Do you use the newer style cards that are supposed to be faster loading such as the Sandisk brand "Ultra II" cards?

Dave


----------



## elfiii

You can still get 256 and 512 meg cards. Sandisk and other "name brand" cards seem to cause fewer problems for me. Once I switched to them from the El Cheapos my problems went away.

I have had problems with my Cuddies in the past. I can tell you now, Non Typical's customer service is as good as it gets. I have sent cameras in four times in the last year and a half. Repairs were never more than $35, and if I sent the camera next day air on Monday I had it back by Friday.


----------



## trailhunter

Dave,

I've used Kodak, Sandisk, Lexar, kingston and seems like another off brand over the last few years.  I will never buy another Kingston or other cheap card as they lasted all of 4 months.  I wasn't even considering them in the cards that went corrupt as they just completely stopped working.  

I'll still occassionally use some of the first kodak and Lexar cards I bought 3 or 4 years ago and they have taken thousands of pictures with no problems.  I've found Sandisk to be good as well, though I've stayed away from the ultra cards for the same reasons you mentioned.  The one gig, sandisk are about perfect for my older cameras.  

th


----------



## Davexx1

I have been looking around here and have not found any of the standard type compact flash cards in any capacity less than 1 gig and those are selling for $30 up.
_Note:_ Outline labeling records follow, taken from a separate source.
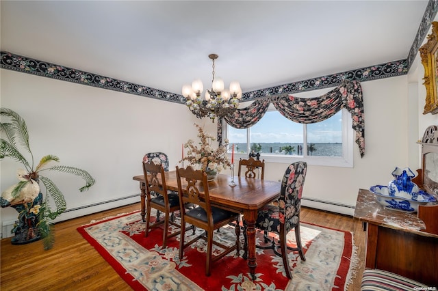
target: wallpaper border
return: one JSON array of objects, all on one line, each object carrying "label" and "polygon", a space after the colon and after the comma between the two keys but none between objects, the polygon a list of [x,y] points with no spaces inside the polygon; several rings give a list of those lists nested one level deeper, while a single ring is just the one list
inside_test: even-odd
[{"label": "wallpaper border", "polygon": [[[241,102],[250,101],[279,94],[293,94],[335,87],[346,79],[365,82],[406,74],[417,55],[420,46],[426,36],[432,20],[437,14],[437,9],[438,0],[430,0],[407,59],[246,92],[242,94]],[[144,85],[118,80],[3,51],[1,51],[1,68],[144,97],[181,104],[185,103],[185,98],[181,94]]]}]

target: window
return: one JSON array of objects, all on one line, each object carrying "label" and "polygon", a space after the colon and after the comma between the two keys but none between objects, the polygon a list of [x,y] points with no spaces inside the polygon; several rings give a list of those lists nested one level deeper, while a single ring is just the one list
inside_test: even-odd
[{"label": "window", "polygon": [[306,161],[310,165],[352,167],[353,130],[345,109],[320,122],[302,124],[272,108],[254,126],[237,129],[227,124],[227,137],[236,154],[259,152],[272,163]]}]

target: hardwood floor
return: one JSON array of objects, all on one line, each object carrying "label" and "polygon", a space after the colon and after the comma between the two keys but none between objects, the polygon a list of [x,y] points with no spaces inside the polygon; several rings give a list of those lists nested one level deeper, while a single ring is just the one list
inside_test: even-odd
[{"label": "hardwood floor", "polygon": [[[55,225],[54,247],[41,242],[12,245],[1,240],[0,289],[8,290],[130,290],[131,288],[76,230],[92,220],[140,209],[140,203],[71,219]],[[302,208],[301,221],[354,233],[360,258],[349,291],[360,290],[365,262],[365,232],[352,217]]]}]

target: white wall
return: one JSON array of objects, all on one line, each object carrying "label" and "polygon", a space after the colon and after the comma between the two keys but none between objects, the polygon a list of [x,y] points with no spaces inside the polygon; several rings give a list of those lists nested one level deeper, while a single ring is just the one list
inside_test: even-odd
[{"label": "white wall", "polygon": [[[418,64],[421,66],[416,60]],[[426,127],[438,124],[438,115],[422,114],[425,96],[422,72],[422,67],[414,68],[408,76],[361,83],[365,156],[360,157],[355,144],[352,168],[309,166],[305,198],[354,207],[359,189],[387,184],[395,167],[420,167],[420,146],[415,142]],[[182,105],[3,69],[0,73],[1,106],[17,111],[26,120],[36,160],[45,154],[56,154],[61,164],[84,169],[97,181],[90,191],[80,193],[77,189],[82,186],[81,179],[51,173],[50,177],[66,196],[68,209],[138,194],[138,184],[132,176],[142,174],[143,155],[148,152],[166,152],[173,168],[181,157],[181,144],[196,137],[194,122],[205,124],[207,131],[216,134],[216,124],[197,120]],[[322,91],[315,91],[314,96],[321,95]],[[153,122],[148,124],[148,120]],[[278,180],[287,166],[268,163],[266,179]],[[18,167],[10,159],[1,162],[1,191],[16,182]],[[67,212],[58,220],[139,199]],[[350,214],[354,211],[305,200],[303,205]],[[0,210],[2,221],[16,219],[14,210]]]},{"label": "white wall", "polygon": [[[78,189],[84,184],[80,178],[46,173],[64,193],[68,209],[139,194],[132,177],[142,174],[143,155],[166,152],[175,168],[181,143],[197,134],[194,122],[204,122],[183,105],[8,70],[0,72],[0,105],[26,121],[35,163],[46,154],[55,154],[60,165],[83,169],[96,180],[88,191],[80,193]],[[1,162],[2,192],[18,182],[19,167],[10,158]],[[136,201],[139,197],[67,212],[58,220]],[[16,219],[13,208],[0,211],[1,221]]]}]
Is there a good mail order supply where these cards can be ordered and are less expensive than the typical retail outlet?

Thanks, Dave


----------



## trailhunter

Check ebay, just be sure and watch the feedback.  By the way, I just got an RMA number for one of my cuddes and plan on sending it in Monday.  

th


----------



## Handgunner

elfiii said:


> You can still get 256 and 512 meg cards. Sandisk and other "name brand" cards seem to cause fewer problems for me. Once I switched to them from the El Cheapos my problems went away.
> 
> I have had problems with my Cuddies in the past. I can tell you now, Non Typical's customer service is as good as it gets. I have sent cameras in four times in the last year and a half. Repairs were never more than $35, and if I sent the camera next day air on Monday I had it back by Friday.


$35?  Was that warranty work?  They told me that after the warranty ran out, they charged a flat fee of $110.


----------



## Davexx1

Since I quit using the suspect media card, my trail camera has worked perfectly.  Trouble is now I only have one good standard speed CF media card left and cannot find any replacements here locally.  There are plenty of the newer high speed cards such as the Sandisk brand Ultra II and similar, but no standard speed CF cards can be found.
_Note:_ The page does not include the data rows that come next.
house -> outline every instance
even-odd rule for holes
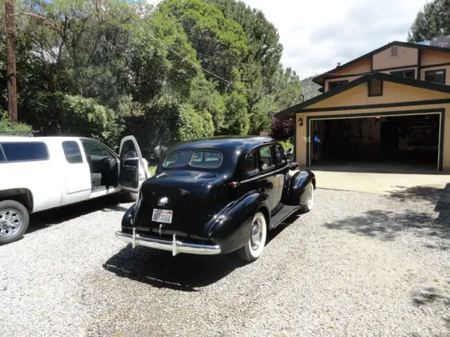
[[[450,48],[394,41],[314,79],[295,117],[301,165],[450,171]]]

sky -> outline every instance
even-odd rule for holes
[[[157,2],[158,0],[149,0]],[[278,29],[281,62],[300,78],[330,70],[408,31],[427,0],[244,0]]]

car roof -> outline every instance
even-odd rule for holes
[[[46,137],[27,137],[19,136],[0,136],[0,142],[60,142],[63,140],[78,140],[84,138],[83,137],[64,137],[60,136],[51,136]]]
[[[215,150],[217,151],[233,150],[239,148],[243,150],[251,151],[259,145],[269,143],[276,143],[276,141],[269,137],[257,136],[219,136],[210,138],[195,139],[187,142],[174,144],[170,151],[181,150]]]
I searched on line and did find some of the standard speed CF media cards, but they are as expensive as the newer higher speed high capacity cards that I can find plenty of here locally.  Frustrating.

At least I now know my camera is OK.

Dave1


----------



## Davexx1

I just ordered two Sandisk brand standard speed 1gb cards for $24.99 each from Tigerdirect.  I found the cards a few dollars cheaper at another online site but TD is not far from me and they will be shipped today.

http://www.tigerdirect.com/applications/SearchTools/item-details.asp?EdpNo=785023&CatId=376

Dave1


----------



## rip18

I have had really good luck with TigerDirect on hard drives, etc.

One thing to watch out for on eBay is "fake" CF cards.  They are CF cards, but are cheap knock-offs rather than the real McCoy.  SanDisk Extremes seem to be the most commonly "faked" card.  Here is some more info:
http://reviews.ebay.com/FAKE-SanDisk-Extreme-Compact-Flash-Cards-Exposed_W0QQugidZ10000000001456539


----------



## Davexx1

I have been having some conversation with Lexar customer service about these cards that have apparently gone bad.  It seems they may be willing to replace the defective cards because they are within the 5 year waranty period.

I don't have the sales receipts though.  Maybe they can check the serial number and determine the mfg  date and will replace them.  That would be good.   

Dave1


----------